Panera Bread–would you like a side of identity theft with your Sierra Turkey?
And by god, people weren’t even safe from sandwich shops leaking their data. In April, it was disclosed that a security researcher had discovered that popular sandwich chain Panera Bread’s website was leaking customers’ records in plain text and included names, emails, physical addresses, birthdays, and the last four digits of the customer’s credit card number.
The most infuriating thing about this was that the security researcher had been contacting Panera Bread for eight months to fix the flaw. A week after the researcher originally contacted Panera, the company said the leak had been fixed, but the researcher could continue to access data via the leak for another eight months, which is when he went public. It was only then that Panera took its website offline to fix the leak. Though total numbers of people affected are unknown, security researchers say it could be as high as 37 million people.
Google Plus exposed the data of 500,000 people, then 52.5 million
Last on this list, but not least, is Google. The company fessed up to a potential data breach of its virtually unused Google+ social network in October after the Wall Street Journal broke the story that Google had earlier in the year discovered a bug that could have exposed private data for up to 500,000 users since 2015. The data includes the names, emails, ages, genders, and occupations of Google+ users.
But again, just as Panera did, Google didn’t disclose this potential data breach for almost seven months after they discovered it, fearing doing so would hurt public perception of the company and increase regulatory scrutiny.
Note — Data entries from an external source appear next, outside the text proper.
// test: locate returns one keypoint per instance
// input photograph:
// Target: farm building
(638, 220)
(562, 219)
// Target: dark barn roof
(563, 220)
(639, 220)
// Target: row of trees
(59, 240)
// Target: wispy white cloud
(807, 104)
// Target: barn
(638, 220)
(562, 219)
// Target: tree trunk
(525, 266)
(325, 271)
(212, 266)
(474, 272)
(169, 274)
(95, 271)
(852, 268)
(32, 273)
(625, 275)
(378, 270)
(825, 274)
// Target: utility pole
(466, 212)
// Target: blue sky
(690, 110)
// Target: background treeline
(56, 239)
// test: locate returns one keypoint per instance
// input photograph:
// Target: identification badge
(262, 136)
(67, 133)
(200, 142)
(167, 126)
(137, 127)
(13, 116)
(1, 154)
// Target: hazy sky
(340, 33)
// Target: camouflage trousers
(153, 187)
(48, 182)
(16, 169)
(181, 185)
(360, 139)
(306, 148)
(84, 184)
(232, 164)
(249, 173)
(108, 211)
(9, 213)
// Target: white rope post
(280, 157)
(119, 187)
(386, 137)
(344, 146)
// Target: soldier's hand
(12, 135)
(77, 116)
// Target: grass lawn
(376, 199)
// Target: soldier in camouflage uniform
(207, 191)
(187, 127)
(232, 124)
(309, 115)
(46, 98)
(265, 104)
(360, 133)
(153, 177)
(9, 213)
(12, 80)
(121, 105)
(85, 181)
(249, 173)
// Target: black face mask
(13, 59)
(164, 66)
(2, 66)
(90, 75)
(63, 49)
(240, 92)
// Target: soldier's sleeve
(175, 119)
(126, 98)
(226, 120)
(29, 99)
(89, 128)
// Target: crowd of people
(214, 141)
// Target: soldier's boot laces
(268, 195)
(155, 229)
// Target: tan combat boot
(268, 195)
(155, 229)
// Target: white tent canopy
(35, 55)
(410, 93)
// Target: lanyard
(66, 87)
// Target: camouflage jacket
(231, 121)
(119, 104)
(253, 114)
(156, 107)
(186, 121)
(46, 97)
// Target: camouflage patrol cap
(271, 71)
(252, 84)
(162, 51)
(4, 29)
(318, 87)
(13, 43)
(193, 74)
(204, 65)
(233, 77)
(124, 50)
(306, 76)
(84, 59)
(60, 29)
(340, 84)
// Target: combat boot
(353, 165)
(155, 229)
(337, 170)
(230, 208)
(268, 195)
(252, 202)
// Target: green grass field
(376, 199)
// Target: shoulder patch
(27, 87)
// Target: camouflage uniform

Oh, and in December the company found another data breach in a Google+ API that left the name, email address, occupation, and age of 52.5 million Google+ users exposed for six days. This time Google waited almost a month before alerting users.
See a trend here? The way Google and Panera responded to their data leaks–by keeping them private from the public until getting caught–demonstrates that the U.S. needs a robust set of privacy protections that mimic the European Union’s GDPR.
Despite all the things we lost in 2018, at least the year gave us something to take with us: a reminder that we can trust no one with our data.